Knowing the visual acuity can determine whether any poor vision or amblyopia is present. If the child isn’t seeing well or one eye sees better than the other, than it is important to follow-up the screening exam with a full eye exam to investigate the cause.

Above 5 years

There is no set frequency of recommended screenings in this age group. But after the age of 5, the child needs to be screened for the development of near-sightedness. The vision should be routinely screened at school or with the child's primary care doctor to determine if glasses are necessary. This is especially important if there is a family history of near-sightedness.

What to look for at home

In addition to the screenings, during all these ages there are a few things to watch out for with your children that can suggest inadequate development of vision or the development of prescription error.

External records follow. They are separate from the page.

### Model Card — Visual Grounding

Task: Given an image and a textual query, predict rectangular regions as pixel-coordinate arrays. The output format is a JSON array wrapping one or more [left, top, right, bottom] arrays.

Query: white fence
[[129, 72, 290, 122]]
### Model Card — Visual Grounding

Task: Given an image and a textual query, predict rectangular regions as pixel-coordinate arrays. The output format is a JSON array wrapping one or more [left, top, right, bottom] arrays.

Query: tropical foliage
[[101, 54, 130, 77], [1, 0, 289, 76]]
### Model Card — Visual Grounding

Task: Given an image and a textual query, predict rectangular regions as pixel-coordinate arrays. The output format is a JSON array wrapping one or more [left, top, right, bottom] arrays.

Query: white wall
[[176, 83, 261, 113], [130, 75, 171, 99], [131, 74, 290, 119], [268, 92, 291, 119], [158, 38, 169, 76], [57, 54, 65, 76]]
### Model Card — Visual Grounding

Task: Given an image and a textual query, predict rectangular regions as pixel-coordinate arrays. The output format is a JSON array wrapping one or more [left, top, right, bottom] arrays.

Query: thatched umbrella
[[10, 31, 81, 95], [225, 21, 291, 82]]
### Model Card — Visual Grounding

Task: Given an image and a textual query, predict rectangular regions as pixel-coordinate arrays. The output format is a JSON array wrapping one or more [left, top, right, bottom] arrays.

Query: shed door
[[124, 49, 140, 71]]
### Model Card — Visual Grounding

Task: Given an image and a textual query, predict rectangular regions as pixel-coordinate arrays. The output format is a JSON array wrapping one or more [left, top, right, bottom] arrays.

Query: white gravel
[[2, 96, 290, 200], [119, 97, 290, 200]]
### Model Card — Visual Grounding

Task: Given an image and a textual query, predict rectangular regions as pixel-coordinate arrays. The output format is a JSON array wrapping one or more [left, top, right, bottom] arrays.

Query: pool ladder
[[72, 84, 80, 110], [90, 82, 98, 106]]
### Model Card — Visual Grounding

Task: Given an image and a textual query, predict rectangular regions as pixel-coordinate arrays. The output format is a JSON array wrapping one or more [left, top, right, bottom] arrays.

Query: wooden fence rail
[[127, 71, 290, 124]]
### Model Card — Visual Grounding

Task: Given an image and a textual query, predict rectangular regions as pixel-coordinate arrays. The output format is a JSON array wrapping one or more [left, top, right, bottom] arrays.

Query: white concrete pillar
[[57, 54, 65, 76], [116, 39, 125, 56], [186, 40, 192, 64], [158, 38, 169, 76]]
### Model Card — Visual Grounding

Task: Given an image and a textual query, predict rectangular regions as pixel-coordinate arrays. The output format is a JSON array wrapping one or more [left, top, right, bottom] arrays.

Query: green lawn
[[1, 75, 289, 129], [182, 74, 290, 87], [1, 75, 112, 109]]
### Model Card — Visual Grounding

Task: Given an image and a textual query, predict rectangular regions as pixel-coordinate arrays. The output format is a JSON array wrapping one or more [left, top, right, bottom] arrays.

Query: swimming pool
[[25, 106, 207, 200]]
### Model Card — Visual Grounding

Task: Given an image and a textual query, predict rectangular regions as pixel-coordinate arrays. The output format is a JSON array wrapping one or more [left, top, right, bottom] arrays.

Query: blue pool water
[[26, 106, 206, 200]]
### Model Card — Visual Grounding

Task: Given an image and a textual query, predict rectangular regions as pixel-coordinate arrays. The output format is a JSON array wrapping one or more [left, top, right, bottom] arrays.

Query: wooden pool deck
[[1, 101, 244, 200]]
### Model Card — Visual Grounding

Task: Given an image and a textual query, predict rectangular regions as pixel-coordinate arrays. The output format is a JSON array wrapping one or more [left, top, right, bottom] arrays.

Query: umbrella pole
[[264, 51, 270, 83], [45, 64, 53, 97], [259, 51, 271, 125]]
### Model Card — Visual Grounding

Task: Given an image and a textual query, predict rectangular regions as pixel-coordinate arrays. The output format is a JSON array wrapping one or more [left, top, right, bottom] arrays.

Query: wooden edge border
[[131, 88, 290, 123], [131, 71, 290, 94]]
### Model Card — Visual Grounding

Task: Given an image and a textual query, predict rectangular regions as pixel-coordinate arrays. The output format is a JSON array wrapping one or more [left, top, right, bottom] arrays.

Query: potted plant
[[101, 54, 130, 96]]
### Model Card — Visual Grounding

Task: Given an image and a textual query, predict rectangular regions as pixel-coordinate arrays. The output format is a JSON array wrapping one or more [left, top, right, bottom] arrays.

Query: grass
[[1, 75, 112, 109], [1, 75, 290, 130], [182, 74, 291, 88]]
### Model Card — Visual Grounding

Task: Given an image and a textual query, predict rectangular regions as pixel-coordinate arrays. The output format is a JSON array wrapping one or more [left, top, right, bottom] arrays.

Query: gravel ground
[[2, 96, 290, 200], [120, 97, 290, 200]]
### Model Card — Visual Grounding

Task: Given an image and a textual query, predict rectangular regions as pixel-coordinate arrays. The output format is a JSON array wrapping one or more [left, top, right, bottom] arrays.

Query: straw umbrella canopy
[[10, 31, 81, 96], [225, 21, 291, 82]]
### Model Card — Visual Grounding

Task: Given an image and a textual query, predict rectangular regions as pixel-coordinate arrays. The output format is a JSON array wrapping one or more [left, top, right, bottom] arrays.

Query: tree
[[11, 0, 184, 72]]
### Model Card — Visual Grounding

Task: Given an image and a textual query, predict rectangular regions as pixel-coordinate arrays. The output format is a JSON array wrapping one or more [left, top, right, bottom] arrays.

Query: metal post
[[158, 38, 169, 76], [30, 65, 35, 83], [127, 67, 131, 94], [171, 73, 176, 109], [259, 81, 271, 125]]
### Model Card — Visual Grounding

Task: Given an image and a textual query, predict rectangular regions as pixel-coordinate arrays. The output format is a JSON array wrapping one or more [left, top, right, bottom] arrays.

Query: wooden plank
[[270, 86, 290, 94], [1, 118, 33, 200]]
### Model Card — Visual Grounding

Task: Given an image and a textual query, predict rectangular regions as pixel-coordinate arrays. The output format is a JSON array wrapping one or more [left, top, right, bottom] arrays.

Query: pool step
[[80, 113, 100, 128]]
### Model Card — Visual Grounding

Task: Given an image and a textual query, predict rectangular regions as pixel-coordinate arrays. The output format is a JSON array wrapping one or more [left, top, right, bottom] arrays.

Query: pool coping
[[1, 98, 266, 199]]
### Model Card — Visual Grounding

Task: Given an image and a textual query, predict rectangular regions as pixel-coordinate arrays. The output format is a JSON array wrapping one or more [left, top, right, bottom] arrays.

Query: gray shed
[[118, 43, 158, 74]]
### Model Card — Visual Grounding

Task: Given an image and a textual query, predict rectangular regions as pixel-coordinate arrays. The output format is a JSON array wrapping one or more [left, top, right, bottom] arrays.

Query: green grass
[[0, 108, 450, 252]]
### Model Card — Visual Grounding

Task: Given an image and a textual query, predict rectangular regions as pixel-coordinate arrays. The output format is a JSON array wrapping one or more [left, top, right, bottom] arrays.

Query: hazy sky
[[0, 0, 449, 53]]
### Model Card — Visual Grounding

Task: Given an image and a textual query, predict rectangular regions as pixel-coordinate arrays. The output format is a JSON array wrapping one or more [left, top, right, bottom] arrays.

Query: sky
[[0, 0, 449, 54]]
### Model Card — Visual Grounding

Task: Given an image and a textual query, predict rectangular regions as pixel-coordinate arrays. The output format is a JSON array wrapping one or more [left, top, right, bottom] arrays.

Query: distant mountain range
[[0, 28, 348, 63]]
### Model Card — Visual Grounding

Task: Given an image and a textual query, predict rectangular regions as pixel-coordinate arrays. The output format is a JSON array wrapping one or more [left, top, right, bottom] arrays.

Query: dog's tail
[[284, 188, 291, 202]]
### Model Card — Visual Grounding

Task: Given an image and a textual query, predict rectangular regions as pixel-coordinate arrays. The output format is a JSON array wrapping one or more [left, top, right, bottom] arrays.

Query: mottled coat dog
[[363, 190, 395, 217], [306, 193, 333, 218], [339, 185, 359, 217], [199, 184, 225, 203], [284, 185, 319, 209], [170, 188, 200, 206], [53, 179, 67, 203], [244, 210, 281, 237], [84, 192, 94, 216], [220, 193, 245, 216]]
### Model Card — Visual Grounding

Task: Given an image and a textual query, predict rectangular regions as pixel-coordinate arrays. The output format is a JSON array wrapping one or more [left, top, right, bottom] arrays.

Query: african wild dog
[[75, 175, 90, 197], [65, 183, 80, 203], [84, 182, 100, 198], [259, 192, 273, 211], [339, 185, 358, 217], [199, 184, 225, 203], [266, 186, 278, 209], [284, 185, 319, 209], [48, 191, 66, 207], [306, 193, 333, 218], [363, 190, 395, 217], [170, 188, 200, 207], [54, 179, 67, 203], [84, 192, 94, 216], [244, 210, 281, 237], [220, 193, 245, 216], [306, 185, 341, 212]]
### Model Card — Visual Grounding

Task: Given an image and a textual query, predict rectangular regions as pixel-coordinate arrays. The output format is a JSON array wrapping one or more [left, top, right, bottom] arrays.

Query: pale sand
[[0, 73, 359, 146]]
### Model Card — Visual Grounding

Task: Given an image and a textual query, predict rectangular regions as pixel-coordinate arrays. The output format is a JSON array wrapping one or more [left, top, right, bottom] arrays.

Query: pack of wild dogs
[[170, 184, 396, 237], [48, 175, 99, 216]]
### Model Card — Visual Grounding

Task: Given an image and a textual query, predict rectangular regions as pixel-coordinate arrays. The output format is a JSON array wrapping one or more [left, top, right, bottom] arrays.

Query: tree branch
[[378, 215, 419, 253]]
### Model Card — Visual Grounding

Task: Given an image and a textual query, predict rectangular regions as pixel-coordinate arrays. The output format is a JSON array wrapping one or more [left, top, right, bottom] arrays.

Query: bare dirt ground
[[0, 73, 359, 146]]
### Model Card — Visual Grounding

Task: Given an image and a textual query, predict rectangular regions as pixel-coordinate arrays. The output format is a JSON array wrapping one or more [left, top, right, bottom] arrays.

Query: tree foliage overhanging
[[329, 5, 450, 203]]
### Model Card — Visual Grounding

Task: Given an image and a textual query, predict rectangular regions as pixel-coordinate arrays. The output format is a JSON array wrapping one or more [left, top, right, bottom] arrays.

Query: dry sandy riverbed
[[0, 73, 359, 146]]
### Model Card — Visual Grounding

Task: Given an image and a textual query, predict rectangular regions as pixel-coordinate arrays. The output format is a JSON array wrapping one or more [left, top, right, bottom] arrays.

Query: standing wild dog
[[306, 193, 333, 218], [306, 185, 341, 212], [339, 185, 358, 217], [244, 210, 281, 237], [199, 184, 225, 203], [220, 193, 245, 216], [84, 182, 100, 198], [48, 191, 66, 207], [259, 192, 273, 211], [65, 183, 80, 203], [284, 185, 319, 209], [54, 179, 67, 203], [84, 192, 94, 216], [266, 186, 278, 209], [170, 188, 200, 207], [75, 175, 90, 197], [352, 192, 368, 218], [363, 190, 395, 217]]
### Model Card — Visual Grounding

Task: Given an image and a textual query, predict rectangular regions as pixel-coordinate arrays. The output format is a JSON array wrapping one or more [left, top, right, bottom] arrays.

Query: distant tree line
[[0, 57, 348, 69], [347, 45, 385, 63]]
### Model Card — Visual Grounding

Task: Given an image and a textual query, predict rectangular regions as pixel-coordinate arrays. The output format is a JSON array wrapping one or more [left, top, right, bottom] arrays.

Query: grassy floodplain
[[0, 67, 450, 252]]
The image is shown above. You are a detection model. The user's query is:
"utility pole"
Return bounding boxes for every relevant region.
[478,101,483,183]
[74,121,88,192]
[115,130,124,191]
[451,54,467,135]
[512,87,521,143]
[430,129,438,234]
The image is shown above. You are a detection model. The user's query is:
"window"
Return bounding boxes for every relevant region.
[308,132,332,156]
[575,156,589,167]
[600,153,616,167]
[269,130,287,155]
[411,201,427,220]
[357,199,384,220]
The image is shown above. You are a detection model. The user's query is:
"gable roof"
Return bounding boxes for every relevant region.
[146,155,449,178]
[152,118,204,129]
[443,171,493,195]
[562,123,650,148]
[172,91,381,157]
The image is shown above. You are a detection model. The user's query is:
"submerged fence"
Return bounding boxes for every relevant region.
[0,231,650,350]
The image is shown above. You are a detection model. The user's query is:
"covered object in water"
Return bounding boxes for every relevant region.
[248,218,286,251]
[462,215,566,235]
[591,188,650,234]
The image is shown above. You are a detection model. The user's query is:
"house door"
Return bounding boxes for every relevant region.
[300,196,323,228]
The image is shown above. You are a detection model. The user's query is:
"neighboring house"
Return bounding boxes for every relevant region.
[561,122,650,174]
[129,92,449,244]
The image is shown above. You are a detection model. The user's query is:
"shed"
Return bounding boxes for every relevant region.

  • Poor attention span during tasks or during school
  • Avoidance of activities requiring discrimination of details (such as puzzles or coloring)
  • Needing to sit real close to see the TV
  • Frequent squinting

Any suggestion that there could be vision issues should be followed-up with outside of the regular screening intervals.

Health indications for eye exams in children

There are certain times when children need to be followed more closely with eye exams outside of the general screening recommendations.

  • Family history of childhood eye disease such as amblyopia, strabismus, cataracts in childhood, glaucoma or retinoblastoma
  • Prematurity. While prematurity can lead to issues with the developing retina, prematurity also leads to a higher risk of developing strabismus, glaucoma or near-sightedness and these children need regular follow-up.
  • Down syndrome increases the risk that the child can develop strabismus, infantile cataracts, glaucoma or require glasses to see.
  • Juvenile idiopathic arthritis can cause inflammation to develop within the eyes. This inflammation can be impossible to detect without an eye exam. If left untreated, this inflammation can lead to the development of cataracts or glaucoma. It's important that an eye doctor exam these children regularly to make sure no inflammation is present.


Children need eye screenings regularly throughout their life. These screenings are there to ensure that their eyes develop healthy. Complete full eye exams for most children aren't necessary unless the child fails the screening or if something abnormal is noticed by you or the professional.